Efforts to assess research partners or collaboration at the individual level are less commonly reported and the literature tends to focus on tracking engagement, enhancing partnerships, the benefits to researchers, and perceptions about the collaboration. Trochim and colleagues [Reference Trochim, Marcus, Mâsse, Moser and Weld111] created a Researcher Form to collected self-reported data based on four areas: 1) satisfaction with collaboration, 2) impact of collaboration, 3) trust and respect among partners, and 4) attitudes about transdisciplinary research.

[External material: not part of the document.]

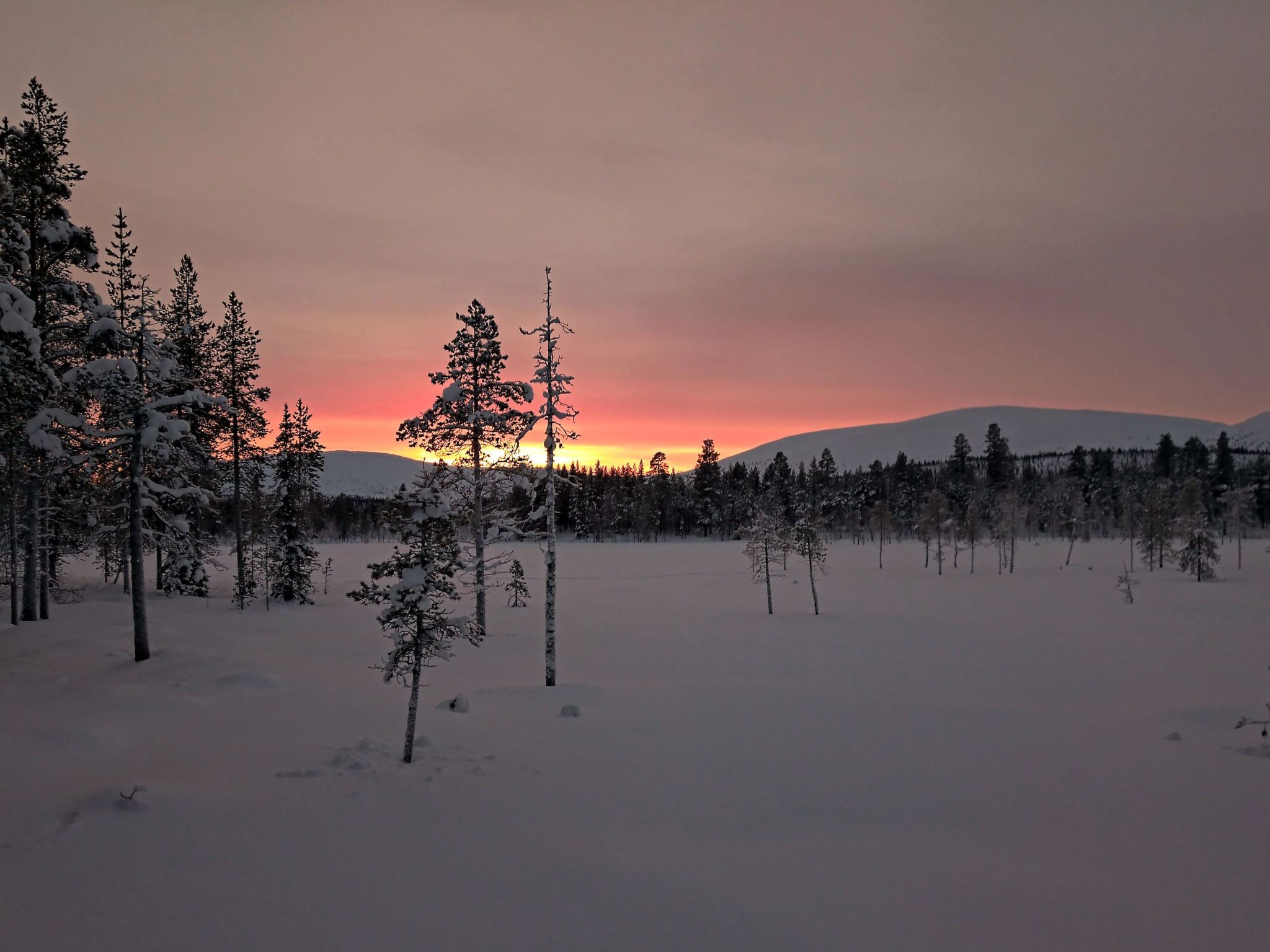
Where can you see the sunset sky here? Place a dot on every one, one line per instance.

Other studies have explored the benefits of collaboration on scientists’ productivity and early career measures by assessing team composition [Reference Hall, Stokols and Moser112–Reference Mazumdar, Messinger and Finkelstein115]. Several measures to track collaborative efforts or team science often focused on publications [Reference Holzer and Kass108–Reference Ziegahn, Joosten and Nevarez110] including indicators that assessed a researchers’ contributions and the number of distinct institutions with which researcher’s co-authors are affiliated [Reference Ponomariov and Boardman41]. Partner contributions to grantsmanship, project implementation as well as collaborative service, teaching, and leadership efforts were also reported [Reference Mazumdar, Messinger and Finkelstein115]. Metrics for enhancing community-academic partnerships included measures related to role clarity, inter-professional research teams, and use of quality improvement and practical trials, as well as skill-building, partnership development, and outreach to public health agencies [Reference Hawk, Murphy, Hartmann, Burnett and Maguin113,Reference Inkelas, Brown and Vassar116].

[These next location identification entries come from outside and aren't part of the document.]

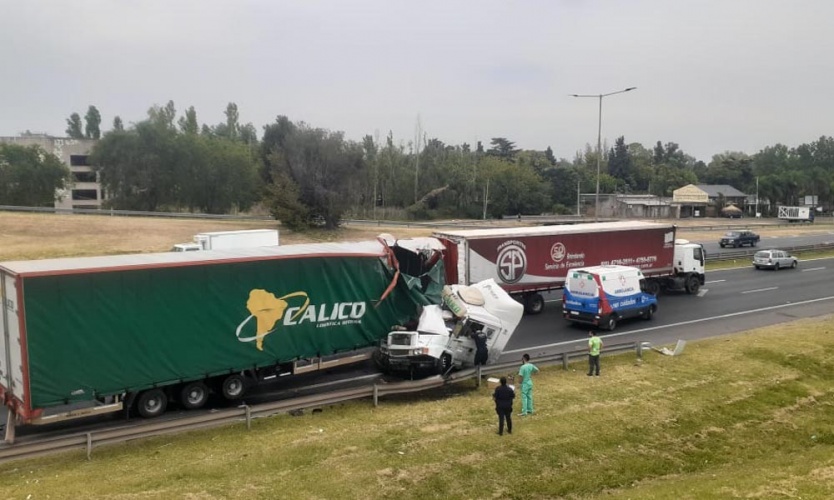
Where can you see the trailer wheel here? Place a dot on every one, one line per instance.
(193, 395)
(444, 364)
(151, 403)
(534, 303)
(693, 285)
(233, 387)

Research category #6: research impact
Literature on the impact of health research investments are largely based on conceptual frameworks that reference individual-level, community-level, organizational-level, or societal-level results [Reference Banzi, Moja, Pistotti, Facchini and Liberati117–Reference Luke, Sarli and Suiter122]. For decades, the importance of using data to improve decision-making around funding investments in research has been acknowledged. For example, a 1986 Technical Memorandum authored by the Office of Technology Assessment and commissioned by Congress, provided an assessment of the use of quantitative approaches to help guide research funding decisions [123]. The authors emphasized that despite the subjective natures of quantitative measures, they are invaluable for analytical comparisons and describing trends. In their narrative review on measuring research impact, Greenhalgh and colleagues [Reference Greenhalgh, Raftery, Hanney and Glover124] conclude that there is not one standard method for measuring research impact; different purposes require different approaches. One common approach for assessing clinical and translational research impacts is the Translational Science Benefits Model with over 50 publications in PubMed citing this work [Reference Luke, Sarli and Suiter122].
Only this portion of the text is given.